Ernest J Weinrib, “The Structure of Unjustness” (2012) 92 Boston University Law Review 1067 at 1067-68, 1069-70 (internal footnote omitted, emphasis added).
But we know that, with respect to at least one of the wrongdoers in the scenario to which the Clements explanation of material contribution applies, the risk that that person created did not materialize into injury.
‘The question is,’ said Alice, ‘whether you can make words mean so many different things.’
‘The question is,’ said Humpty Dumpty, ‘which is to be master — that’s all.’
Lewis Carroll, Through the Looking Glass, c.6.
Or, putting this in legal terms, bearing in mind that lawyers stand even lower in the pecking order than judicial officers and (at least if you accept the views of some judges, lawyers writing academically even lower yet), so make the appropriate substitutions.
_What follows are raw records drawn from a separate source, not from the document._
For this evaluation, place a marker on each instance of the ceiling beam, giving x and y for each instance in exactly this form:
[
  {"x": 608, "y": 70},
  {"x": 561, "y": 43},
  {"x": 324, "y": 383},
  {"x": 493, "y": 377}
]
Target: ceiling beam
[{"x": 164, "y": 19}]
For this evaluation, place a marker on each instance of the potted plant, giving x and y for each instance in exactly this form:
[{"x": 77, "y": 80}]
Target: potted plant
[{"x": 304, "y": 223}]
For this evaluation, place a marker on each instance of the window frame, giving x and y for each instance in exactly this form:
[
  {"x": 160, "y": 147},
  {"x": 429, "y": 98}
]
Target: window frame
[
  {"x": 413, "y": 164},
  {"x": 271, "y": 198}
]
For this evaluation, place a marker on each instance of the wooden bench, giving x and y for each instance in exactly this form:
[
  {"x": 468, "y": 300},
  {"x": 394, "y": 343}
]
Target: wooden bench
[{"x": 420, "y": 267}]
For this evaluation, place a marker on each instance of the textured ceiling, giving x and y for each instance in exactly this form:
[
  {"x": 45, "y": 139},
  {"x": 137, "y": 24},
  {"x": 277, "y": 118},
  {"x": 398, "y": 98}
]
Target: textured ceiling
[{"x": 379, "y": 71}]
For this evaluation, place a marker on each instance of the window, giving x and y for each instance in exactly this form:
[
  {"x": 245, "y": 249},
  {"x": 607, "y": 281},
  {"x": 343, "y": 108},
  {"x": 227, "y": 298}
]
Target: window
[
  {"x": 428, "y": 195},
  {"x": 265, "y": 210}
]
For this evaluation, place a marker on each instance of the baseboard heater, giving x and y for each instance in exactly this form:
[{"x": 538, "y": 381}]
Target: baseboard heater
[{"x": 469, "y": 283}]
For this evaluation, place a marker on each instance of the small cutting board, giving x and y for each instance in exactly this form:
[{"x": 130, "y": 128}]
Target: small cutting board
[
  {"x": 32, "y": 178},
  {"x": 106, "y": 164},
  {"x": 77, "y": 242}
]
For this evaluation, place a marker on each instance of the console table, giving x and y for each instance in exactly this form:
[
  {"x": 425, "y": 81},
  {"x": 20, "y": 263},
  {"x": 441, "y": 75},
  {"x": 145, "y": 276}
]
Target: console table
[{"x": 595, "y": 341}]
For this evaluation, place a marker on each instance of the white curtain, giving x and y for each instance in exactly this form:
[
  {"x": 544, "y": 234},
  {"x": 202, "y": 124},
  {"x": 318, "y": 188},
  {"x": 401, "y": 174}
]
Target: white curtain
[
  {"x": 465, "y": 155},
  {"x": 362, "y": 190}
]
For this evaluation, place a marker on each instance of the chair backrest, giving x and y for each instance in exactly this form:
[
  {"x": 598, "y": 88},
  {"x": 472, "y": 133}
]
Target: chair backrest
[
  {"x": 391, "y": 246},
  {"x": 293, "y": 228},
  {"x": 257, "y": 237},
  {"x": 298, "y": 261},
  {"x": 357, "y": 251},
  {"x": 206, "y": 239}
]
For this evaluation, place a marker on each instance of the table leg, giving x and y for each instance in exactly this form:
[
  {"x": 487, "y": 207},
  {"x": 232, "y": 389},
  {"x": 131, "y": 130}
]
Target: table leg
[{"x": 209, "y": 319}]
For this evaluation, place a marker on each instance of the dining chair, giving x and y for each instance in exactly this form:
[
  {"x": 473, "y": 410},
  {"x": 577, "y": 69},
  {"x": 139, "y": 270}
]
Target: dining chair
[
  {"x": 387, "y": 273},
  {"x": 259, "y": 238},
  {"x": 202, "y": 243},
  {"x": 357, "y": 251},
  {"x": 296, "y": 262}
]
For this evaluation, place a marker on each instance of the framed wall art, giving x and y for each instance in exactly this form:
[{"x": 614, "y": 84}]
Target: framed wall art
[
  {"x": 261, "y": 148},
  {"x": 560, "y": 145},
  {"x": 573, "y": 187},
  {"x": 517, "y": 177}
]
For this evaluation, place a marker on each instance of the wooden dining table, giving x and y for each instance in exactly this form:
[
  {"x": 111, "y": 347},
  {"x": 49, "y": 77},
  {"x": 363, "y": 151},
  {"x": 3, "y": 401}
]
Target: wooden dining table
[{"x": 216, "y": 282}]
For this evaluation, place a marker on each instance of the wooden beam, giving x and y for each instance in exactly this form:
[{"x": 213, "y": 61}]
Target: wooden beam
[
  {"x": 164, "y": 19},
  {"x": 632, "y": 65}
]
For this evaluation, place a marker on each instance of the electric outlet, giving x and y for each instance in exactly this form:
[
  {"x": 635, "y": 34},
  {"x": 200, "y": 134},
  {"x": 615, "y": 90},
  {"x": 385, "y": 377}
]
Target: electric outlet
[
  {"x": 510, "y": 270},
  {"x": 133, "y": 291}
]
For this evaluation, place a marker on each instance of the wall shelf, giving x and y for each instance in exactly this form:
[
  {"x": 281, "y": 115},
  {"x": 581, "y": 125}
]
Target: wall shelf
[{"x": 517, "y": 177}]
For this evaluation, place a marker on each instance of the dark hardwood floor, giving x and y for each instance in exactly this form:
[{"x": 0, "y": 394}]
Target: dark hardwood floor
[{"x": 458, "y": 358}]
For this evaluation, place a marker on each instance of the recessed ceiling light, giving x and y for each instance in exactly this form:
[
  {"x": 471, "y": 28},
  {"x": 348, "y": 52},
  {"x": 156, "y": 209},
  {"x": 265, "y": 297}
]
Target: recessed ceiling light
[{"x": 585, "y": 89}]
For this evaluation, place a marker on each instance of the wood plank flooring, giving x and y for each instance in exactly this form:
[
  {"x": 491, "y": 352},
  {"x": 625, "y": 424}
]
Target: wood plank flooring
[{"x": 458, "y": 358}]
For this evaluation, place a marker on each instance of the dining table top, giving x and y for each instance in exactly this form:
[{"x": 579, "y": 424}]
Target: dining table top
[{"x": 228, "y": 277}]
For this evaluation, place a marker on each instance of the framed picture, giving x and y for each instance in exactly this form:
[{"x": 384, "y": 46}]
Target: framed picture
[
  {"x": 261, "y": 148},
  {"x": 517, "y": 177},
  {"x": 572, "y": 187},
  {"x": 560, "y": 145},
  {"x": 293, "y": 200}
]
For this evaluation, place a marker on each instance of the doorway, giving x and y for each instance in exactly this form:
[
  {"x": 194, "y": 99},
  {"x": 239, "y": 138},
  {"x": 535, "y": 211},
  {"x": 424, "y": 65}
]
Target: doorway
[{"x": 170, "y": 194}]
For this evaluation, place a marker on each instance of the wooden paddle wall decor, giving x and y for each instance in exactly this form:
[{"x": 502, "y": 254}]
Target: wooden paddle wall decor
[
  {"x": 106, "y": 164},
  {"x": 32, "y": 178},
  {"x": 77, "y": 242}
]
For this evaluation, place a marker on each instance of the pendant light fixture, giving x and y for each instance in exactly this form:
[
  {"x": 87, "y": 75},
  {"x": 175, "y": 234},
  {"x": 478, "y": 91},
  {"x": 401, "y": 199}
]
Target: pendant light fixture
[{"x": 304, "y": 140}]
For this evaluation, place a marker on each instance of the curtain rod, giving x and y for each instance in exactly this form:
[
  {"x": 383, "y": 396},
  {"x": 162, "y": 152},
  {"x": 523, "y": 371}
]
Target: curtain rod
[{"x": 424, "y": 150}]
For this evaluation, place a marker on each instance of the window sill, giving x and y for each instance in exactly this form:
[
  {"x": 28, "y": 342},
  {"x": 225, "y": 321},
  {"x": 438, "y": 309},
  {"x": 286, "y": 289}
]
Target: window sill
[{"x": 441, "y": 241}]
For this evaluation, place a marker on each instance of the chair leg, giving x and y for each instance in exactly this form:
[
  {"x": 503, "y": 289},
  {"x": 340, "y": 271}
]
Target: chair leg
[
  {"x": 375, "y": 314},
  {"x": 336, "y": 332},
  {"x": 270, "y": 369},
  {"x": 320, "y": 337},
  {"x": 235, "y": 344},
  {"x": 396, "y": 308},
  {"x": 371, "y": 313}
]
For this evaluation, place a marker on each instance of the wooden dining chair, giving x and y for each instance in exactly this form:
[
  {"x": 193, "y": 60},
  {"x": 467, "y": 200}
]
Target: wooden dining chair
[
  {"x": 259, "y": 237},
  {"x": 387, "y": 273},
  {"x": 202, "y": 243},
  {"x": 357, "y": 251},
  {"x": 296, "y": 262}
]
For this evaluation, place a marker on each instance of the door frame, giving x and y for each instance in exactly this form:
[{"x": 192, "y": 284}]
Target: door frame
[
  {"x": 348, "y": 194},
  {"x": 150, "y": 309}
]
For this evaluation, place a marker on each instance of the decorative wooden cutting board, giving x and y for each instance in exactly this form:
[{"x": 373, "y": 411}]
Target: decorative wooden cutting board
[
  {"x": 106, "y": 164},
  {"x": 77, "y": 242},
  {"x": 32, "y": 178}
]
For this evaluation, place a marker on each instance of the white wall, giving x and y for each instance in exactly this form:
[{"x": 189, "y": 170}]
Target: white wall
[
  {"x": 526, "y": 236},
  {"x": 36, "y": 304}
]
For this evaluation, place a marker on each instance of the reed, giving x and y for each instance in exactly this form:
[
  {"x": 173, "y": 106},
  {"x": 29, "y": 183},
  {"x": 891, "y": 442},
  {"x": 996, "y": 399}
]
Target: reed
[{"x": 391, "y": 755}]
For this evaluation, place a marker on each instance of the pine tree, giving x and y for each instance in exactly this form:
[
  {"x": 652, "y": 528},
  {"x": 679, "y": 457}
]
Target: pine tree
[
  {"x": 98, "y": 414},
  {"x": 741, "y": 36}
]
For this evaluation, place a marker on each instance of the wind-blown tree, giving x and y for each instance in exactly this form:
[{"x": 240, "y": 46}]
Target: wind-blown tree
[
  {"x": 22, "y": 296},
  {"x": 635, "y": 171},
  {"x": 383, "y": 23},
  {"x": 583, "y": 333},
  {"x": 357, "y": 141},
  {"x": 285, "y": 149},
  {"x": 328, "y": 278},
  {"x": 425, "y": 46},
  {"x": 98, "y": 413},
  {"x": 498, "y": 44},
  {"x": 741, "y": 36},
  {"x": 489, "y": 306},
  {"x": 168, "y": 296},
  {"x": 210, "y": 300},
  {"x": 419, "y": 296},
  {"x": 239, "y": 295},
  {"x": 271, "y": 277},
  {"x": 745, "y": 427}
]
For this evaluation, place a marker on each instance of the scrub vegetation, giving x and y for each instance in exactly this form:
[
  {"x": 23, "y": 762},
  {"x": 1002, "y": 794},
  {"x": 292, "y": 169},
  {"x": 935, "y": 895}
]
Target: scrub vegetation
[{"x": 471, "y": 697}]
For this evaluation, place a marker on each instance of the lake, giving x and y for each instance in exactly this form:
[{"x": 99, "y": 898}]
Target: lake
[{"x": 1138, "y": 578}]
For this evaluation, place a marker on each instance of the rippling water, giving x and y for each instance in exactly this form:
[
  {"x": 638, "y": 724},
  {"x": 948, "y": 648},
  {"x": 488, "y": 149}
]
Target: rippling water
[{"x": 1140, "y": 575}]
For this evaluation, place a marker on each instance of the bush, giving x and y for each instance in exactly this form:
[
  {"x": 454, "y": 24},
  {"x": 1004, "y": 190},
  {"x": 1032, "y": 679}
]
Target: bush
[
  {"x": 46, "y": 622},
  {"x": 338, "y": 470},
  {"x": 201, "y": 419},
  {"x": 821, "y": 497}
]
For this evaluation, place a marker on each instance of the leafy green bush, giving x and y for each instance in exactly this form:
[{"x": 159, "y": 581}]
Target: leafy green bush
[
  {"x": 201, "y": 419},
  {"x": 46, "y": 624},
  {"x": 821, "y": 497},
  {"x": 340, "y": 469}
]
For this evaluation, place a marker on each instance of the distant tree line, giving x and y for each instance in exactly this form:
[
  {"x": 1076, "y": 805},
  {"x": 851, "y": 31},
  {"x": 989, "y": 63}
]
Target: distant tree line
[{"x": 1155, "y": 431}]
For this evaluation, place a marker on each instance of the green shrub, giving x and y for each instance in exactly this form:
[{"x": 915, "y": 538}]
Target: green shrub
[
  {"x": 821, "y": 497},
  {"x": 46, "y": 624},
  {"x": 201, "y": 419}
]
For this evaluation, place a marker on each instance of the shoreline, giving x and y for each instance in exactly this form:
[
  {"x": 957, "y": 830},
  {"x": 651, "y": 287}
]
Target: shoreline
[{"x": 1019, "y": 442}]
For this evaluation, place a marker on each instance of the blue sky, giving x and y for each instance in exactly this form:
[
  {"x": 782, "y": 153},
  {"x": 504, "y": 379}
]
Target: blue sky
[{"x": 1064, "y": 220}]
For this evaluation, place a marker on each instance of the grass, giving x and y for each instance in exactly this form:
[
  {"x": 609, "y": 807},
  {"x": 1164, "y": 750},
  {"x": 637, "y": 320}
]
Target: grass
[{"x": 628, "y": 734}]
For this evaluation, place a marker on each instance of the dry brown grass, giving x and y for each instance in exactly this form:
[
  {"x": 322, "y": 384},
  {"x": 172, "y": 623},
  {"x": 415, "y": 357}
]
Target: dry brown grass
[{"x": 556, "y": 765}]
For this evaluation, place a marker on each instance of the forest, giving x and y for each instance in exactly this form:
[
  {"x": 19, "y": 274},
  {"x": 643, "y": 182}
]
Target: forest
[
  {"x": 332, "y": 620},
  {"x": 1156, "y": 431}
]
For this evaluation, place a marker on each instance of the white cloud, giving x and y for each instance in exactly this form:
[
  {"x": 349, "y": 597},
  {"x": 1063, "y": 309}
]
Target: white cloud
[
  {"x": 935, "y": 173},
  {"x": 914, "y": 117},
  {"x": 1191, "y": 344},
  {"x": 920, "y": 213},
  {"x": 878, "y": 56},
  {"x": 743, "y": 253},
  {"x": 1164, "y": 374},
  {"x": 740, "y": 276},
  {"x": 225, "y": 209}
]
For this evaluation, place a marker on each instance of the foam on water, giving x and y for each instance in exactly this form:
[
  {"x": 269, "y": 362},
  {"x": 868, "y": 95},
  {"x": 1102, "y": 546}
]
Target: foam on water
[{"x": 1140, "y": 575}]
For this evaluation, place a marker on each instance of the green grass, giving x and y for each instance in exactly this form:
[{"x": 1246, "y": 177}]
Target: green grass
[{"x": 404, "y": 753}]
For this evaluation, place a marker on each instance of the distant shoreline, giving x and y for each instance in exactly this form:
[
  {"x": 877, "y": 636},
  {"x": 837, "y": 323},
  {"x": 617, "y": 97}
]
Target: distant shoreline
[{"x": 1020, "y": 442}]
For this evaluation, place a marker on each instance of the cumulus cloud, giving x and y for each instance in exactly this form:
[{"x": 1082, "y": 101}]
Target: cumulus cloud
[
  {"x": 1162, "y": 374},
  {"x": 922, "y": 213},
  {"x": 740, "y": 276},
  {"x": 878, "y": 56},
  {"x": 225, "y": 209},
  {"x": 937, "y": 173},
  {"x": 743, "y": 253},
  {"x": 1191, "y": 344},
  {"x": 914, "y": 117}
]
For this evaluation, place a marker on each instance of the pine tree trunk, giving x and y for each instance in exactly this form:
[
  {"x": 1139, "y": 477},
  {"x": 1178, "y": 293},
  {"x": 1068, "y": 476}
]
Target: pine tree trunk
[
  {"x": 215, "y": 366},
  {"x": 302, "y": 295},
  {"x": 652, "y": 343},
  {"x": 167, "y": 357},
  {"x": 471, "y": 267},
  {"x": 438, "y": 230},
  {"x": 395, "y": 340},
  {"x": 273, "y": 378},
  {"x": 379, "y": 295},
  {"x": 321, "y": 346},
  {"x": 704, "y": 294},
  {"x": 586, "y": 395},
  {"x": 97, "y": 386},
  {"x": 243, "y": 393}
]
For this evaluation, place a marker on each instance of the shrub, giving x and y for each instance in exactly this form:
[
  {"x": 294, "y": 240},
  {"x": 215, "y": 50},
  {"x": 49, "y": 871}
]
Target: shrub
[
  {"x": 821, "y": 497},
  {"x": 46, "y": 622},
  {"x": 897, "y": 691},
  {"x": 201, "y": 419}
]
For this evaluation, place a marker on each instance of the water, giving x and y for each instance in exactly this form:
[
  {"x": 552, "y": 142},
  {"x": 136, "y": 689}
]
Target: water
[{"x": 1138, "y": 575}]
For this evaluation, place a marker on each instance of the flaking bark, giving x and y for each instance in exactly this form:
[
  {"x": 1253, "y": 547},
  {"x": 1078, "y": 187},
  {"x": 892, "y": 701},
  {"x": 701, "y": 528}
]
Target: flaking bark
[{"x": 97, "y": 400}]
 Any legal system which has a judicial appeals process inherently creates a pecking order for the judiciary regarding where judicial decisions stand on the legal ladder.
 I am bound by decisions of Queen’s Bench judges, by decisions of the Alberta Court of Appeal and by decisions of the Supreme Court of Canada. Very simply, Masters in Chambers of a superior trial court occupy the bottom rung of the superior courts judicial ladder.
 I do not overrule decisions of a judge of this court. The judicial pecking order does not permit little peckers to overrule big peckers. It is the other way around.
South Side Woodwork v. R.C. Contracting (1989), 95 A.R. 161, 1989 CanLII 3384 (AB QB, Master).